Y llega la noche
que apaga los sentidos.
Con caricias me hieres
y luego te retiras.
Tú me pones en fuga
tras de tus pasos alados.
Inflamas mi deseo
y me enloqueces de ardor.
Ya vivo en tu luz oscura.
Noche y luz preparan la unión.
2. NOCHE Y SENTIDO INTERIOR
Y traspasar el umbral es fruto de la
iniciativa de Dios. Con esta iniciativa el adorador experimenta que todas las
sensaciones internas se han apagado frente a Dios: ya no ve, ni oye, ni palpa,
ni gusta, ni huele. Y este apagón parece definitivo. En tanto observa asombrado
y confundido el brotar de un sentido interior nuevo e incomprensible mas evidente,
que ve sin ver, que oye sin oír, que palpa sin palpar, que gusta sin gustar,
que huele sin oler.
Nótese que se ha dicho “sensaciones
internas” y “sentido interior”. No estamos hablando aquí de los sentidos
corporales por los cuales, como ventanas hacia el mundo, clásicamente se dice
ingresan en nosotros los estímulos de los apetitos y las noticias de la
realidad. En la vida activa pues la ascesis busca purificar esos sentidos por
donde no sólo conectamos con la belleza de la creación sino también con las
“tentaciones de la carne”. Hay que “guardar los sentidos” y vigilar sobre ellos
en un continuo trabajo de conversión.
Aquí los sentidos corporales son
citados analógicamente.

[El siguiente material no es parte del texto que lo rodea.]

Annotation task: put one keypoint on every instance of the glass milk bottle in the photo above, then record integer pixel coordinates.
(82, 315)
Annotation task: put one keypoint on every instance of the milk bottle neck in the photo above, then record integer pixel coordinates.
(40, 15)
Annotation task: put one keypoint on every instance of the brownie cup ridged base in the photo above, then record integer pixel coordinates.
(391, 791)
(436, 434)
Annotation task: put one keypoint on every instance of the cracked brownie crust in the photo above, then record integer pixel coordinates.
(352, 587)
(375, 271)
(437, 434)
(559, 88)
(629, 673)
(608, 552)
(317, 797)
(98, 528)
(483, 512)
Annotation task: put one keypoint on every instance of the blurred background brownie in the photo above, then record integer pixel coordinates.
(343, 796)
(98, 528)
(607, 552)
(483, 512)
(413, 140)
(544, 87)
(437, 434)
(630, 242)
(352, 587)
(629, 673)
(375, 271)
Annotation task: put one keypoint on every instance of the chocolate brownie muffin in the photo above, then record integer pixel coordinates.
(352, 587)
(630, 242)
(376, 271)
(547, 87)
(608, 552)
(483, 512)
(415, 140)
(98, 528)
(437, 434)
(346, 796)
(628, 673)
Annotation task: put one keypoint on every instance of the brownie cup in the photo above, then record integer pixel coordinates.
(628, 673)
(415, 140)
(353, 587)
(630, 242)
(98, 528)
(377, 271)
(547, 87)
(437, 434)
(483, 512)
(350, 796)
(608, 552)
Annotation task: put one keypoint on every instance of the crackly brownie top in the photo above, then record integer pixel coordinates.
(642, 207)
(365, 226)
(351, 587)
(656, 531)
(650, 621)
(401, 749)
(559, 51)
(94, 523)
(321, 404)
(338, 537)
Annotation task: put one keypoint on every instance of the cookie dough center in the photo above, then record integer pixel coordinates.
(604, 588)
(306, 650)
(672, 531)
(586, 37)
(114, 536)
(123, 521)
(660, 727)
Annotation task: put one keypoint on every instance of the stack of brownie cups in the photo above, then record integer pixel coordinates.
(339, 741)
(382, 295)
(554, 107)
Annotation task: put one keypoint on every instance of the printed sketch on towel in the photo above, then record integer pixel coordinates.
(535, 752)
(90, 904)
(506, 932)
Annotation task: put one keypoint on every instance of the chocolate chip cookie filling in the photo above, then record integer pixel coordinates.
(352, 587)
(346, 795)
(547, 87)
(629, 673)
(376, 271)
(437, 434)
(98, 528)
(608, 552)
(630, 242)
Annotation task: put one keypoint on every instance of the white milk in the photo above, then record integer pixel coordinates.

Las “sensaciones internas” que se apagan y el “sentidor
interior” que se alumbra no tienen por objeto de contemplación el mundo sino a
Dios. Y lo que se intenta afirmar es que el orante percibe de algún modo la
presencia y la acción del Señor. Acaso no escuchamos o decimos con frecuencia: “el Señor me hablo” o “sentí el Amor de Dios en mi corazón”.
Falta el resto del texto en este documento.